POC of managing a graph where the number of sources is varying, and sources can move from graph to graph
Consider the following state:
flowchart TD
Entity1 --> Source1
Entity1 --> Source2
Entity2 --> Source3
We want to be able to move Source2
from Entity1
to Entity2
, like so:
flowchart TD
Entity1 --> Source1
Entity2 --> Source2
Entity2 --> Source3
To achieve that, we'll use the following structure of actors:
flowchart
subgraph Pauseable Source 1
Source1 --> Valve1 -- KillSwitch1 --> BroadcastHub1
end
subgraph Pauseable Source 2
Source2 --> Valve2 -- KillSwitch2 --> BroadcastHub2
end
subgraph Pauseable Source 3
Source3 --> Valve3 -- KillSwitch3 --> BroadcastHub3
end
BroadcastHub1 -- BCH_KillSwitch1 --> MergeHub
BroadcastHub2 -- BCH_KillSwitch2 --> MergeHub
BroadcastHub3 -- BCH_KillSwitch3 --> MergeHub
MergeHub --> ProcessorStage
ProcessorStage --> OutputSink[Output Sink]
- Source: is the actual source of data. Can be
Source.range()
, anAmpqSource.committableSource
, or otherwise - Valve: allows easy pause-and-resume on sources, for example, when you move the source from one graph to another, so that you'd be able to resume from the same place when you open the valve again.
- [KillSwitch]: this is for when you actually want to kill the origin source, when you don't want it's data anymore.
- [BroadcastHub]: Although allows for
0-N
consumers, we use it for0-1
, as it plays as a consumer (pulling from the source) while it is disconnected from a graph, and then you can re-attach the BroadcastHub to another graph.
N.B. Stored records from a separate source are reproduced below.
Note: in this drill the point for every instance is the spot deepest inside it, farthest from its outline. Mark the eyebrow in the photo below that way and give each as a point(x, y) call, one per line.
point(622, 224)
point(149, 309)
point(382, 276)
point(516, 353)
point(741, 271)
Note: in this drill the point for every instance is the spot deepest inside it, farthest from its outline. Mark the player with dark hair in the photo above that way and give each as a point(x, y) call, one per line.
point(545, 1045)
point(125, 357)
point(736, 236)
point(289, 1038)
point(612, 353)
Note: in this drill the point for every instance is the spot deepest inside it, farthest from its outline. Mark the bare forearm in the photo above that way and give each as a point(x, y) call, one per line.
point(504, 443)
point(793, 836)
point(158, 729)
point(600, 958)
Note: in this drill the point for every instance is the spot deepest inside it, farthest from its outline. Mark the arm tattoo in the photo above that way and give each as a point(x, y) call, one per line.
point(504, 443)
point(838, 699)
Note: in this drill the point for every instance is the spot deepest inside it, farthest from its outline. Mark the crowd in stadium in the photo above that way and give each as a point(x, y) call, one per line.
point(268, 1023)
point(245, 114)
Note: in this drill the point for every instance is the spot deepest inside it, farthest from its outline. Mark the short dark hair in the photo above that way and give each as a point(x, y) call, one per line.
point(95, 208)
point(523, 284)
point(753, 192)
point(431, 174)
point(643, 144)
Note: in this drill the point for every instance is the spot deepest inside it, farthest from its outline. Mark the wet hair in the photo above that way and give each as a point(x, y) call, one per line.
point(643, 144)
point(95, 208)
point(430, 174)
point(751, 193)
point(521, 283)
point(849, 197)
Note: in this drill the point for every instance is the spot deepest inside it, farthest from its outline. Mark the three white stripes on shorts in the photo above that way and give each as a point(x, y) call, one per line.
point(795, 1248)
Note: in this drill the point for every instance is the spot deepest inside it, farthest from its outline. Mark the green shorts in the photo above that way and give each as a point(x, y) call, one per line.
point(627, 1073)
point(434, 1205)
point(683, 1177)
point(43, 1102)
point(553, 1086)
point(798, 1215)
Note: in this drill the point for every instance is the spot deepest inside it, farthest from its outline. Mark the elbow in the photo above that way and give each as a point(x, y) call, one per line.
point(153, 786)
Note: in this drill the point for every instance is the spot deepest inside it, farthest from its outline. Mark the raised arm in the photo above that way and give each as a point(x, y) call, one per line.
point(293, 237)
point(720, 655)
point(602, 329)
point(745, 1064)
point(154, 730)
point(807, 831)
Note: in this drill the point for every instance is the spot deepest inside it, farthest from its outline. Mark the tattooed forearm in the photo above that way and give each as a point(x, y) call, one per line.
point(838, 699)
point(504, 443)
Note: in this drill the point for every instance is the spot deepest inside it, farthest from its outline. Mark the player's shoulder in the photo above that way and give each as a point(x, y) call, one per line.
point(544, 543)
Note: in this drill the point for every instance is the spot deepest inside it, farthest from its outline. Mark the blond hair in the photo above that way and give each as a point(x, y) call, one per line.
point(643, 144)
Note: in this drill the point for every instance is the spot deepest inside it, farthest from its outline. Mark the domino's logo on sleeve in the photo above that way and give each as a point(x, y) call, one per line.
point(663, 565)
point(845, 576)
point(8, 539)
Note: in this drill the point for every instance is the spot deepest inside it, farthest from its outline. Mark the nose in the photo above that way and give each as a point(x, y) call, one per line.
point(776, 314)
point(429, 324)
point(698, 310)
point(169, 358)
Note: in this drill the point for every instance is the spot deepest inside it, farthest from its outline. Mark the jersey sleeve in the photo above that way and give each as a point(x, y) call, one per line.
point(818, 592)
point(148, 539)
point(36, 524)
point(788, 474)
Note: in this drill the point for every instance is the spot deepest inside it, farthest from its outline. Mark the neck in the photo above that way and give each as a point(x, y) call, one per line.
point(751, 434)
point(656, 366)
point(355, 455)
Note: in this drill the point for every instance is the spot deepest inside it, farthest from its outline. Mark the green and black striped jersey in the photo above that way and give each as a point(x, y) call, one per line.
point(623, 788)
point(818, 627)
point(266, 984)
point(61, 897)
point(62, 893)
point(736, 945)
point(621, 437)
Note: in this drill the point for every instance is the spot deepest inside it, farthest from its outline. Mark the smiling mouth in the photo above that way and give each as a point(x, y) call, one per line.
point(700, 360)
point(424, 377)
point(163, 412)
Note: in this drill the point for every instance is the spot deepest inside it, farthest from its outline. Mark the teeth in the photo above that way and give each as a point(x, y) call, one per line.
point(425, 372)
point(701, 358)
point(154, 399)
- [MergeHub]: allows for variable amount of producers, which is important when you want to move producers from a graph to another
- [BCH_KillSwitch]: it's a KillSwitch between the BroadcastHub and the MergeHub, and it is how you "disconnect" the
PauseableSource
from a graph.
The rest of the components are up to the implementation, in our case we have a GraphStage that processes the input from all the sources, and outputs to a Sink which writes to Kafka.